# why does some Coleslaw turm 'watery'?



## coulis-o (Jan 23, 2010)

scenario: ran out of mayo to make coleslaw at work, so i went and got some Hellmans mayo from the shop and use that.

a day or so after the coleslaw had begun to turn very watery. something that never usually happens with the mayo that is usually bought in and used.

i started to think that it was the different mayo used that caused the coleslaw to turn watery, or could it be the juice and water in the onions and carrots seeping out into the mayo?


----------



## phatch (Mar 29, 2002)

The salt in the slaw draws out the water from the cabbage. You'll notice the cabbage is somewhat wilted. It's pretty universal in coleslaw. Some recipes presalt the cabbage and let it drain to help control this before mixing up the slaw.


----------



## ishbel (Jan 5, 2007)

I only use coleslaw on the day it's made. I always use home-made mayonnaise.


----------



## coulis-o (Jan 23, 2010)

sure it keeps for a couple of days even if using homemade mayonnaise.

yes phatch, can see the salt being responsible for drawing out the moisture of the cabbage and even the onion and carrot too, probably even more so.

however, i do  also recall using coarse rock salt instead of sea salt. regardless i still wonder if the choice/make of mayo made a difference maybe


----------



## ishbel (Jan 5, 2007)

The reason I DON'T keep it is that I found the same problem you mention.  Even though I don't use shop-bought or commercially-available mayo.


----------



## panini (Jul 28, 2001)

worked in our family deli as a kid.
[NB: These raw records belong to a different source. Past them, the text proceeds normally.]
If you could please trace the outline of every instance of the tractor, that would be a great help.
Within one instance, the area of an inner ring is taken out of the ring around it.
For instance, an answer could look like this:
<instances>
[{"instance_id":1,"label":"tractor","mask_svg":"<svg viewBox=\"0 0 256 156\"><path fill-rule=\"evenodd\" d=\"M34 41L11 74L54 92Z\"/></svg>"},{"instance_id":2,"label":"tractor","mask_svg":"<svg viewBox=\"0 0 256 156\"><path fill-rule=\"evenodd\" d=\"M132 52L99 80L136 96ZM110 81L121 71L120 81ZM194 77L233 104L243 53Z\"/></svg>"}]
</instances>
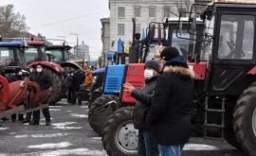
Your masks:
<instances>
[{"instance_id":1,"label":"tractor","mask_svg":"<svg viewBox=\"0 0 256 156\"><path fill-rule=\"evenodd\" d=\"M184 40L176 38L175 30L178 29L178 18L170 20L171 21L165 23L150 24L149 27L151 28L148 29L148 38L140 41L139 46L144 48L144 52L140 53L139 58L136 61L137 62L138 60L142 62L152 60L155 55L155 46L157 43L175 46L178 48L180 55L184 57L191 56L194 49L199 49L198 44L195 44L195 43L183 42ZM155 25L158 25L158 26L155 27ZM197 25L197 31L200 31L202 29L202 23ZM187 30L188 26L187 19L187 22L184 22L183 34L186 34L185 30ZM164 30L161 30L161 27ZM155 31L158 31L158 33ZM167 31L168 33L166 33ZM189 34L187 33L187 36ZM157 36L158 38L155 38L155 36ZM138 51L135 52L139 53ZM136 103L134 98L130 97L126 93L122 93L122 84L129 82L139 89L144 83L143 67L143 63L107 66L105 82L103 84L103 95L100 96L92 103L88 113L88 120L91 128L99 135L101 135L102 133L103 125L107 116L113 113L115 110L124 106L132 106ZM128 101L126 101L126 98ZM119 104L115 104L112 101L116 101Z\"/></svg>"},{"instance_id":2,"label":"tractor","mask_svg":"<svg viewBox=\"0 0 256 156\"><path fill-rule=\"evenodd\" d=\"M256 2L216 0L205 6L202 12L197 11L197 7L202 5L193 4L189 13L187 30L193 37L182 37L179 33L181 20L176 30L176 37L201 43L201 50L194 50L188 59L196 76L192 110L193 130L206 139L226 140L254 156ZM204 26L199 33L195 30L197 15ZM136 155L137 134L132 125L132 110L131 106L122 107L107 117L102 144L109 155Z\"/></svg>"},{"instance_id":3,"label":"tractor","mask_svg":"<svg viewBox=\"0 0 256 156\"><path fill-rule=\"evenodd\" d=\"M24 113L47 107L42 103L47 95L42 93L37 83L26 78L28 75L28 72L24 70L24 50L26 47L24 42L0 42L1 118L13 113ZM25 77L23 80L10 79L10 78L18 77L17 71L18 73L22 72L22 76Z\"/></svg>"},{"instance_id":4,"label":"tractor","mask_svg":"<svg viewBox=\"0 0 256 156\"><path fill-rule=\"evenodd\" d=\"M50 58L50 60L53 62L60 64L61 67L64 68L64 73L63 75L64 83L61 92L62 97L66 97L66 91L67 91L66 78L68 73L78 70L78 72L82 73L82 75L84 74L82 67L81 67L75 62L70 61L70 55L69 55L70 49L71 49L70 46L64 44L46 46L46 55L48 56L48 58Z\"/></svg>"},{"instance_id":5,"label":"tractor","mask_svg":"<svg viewBox=\"0 0 256 156\"><path fill-rule=\"evenodd\" d=\"M62 99L62 86L64 70L58 63L48 61L46 52L46 43L42 41L27 42L27 46L25 48L25 61L27 67L41 64L46 73L48 73L52 80L52 94L48 102L54 104Z\"/></svg>"}]
</instances>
Back then we used hellmans. The commercial gallons were always Heavy Mayonaise and the

grocery store was not.

I can also remember that when I shortcutted and added brine and mayo seperately we would not be able to remix to get rid of

the watery brine.

We always made a homogeneous mix of the brine and mayo, then mixed. This allowed us to take a spoon and remix it back quickly when it weeped and it stayed mixed

hth

pan


----------



## koukouvagia (Apr 3, 2008)

I've always attributed it to the salt drawing out the water from the vegetables.  It doesn't bother me, I rather like the coleslaw juice seeping into the bread of my sandwich.


----------



## chefedb (Apr 3, 2010)

I never use salt in slaw nor red cabbage. Slaw will weep so after it is made put it in a strainer on top of a bowl then wrap it the liquid drips down. Another way is add some pectin or modified food starch to the slaw, this is done commercially and it helps hold th liquid  to the strands of cabbage. The red cabbage will turn the slaw pink or purple in a matter  of hours. There is a famous deli chain here in Florida that I developed a formula for their slaw and Tuna salad years ago Here is the slaw

2 carrots peeled and shredded

1 med head cabbage shredded

2 heaping Tablespoons celery seed

1 1/4 cups cider vineagar

3/4 cup sugar

2 T corn syrup

1 t white pepper

1 cup  HELLMANS ONLY MAYO

1/4 cup fresh chopped parsley

1 small can crushed pineapple(optional)

In s/s bowl put mayo, vinegar .sugar, corn syrup, pepper,celery seed,carrots. (pineapple if wanted0

Mix all together well with a s/s wire whip then add cabbage. store in fridge,chill covered at least 2 hours ,

try and produce only enough for a day.

Reason I spec Hellmans is that it contains just enough salt in its own right to the mix. others have to much

If you want you can put shredded red cabbage on top but not in.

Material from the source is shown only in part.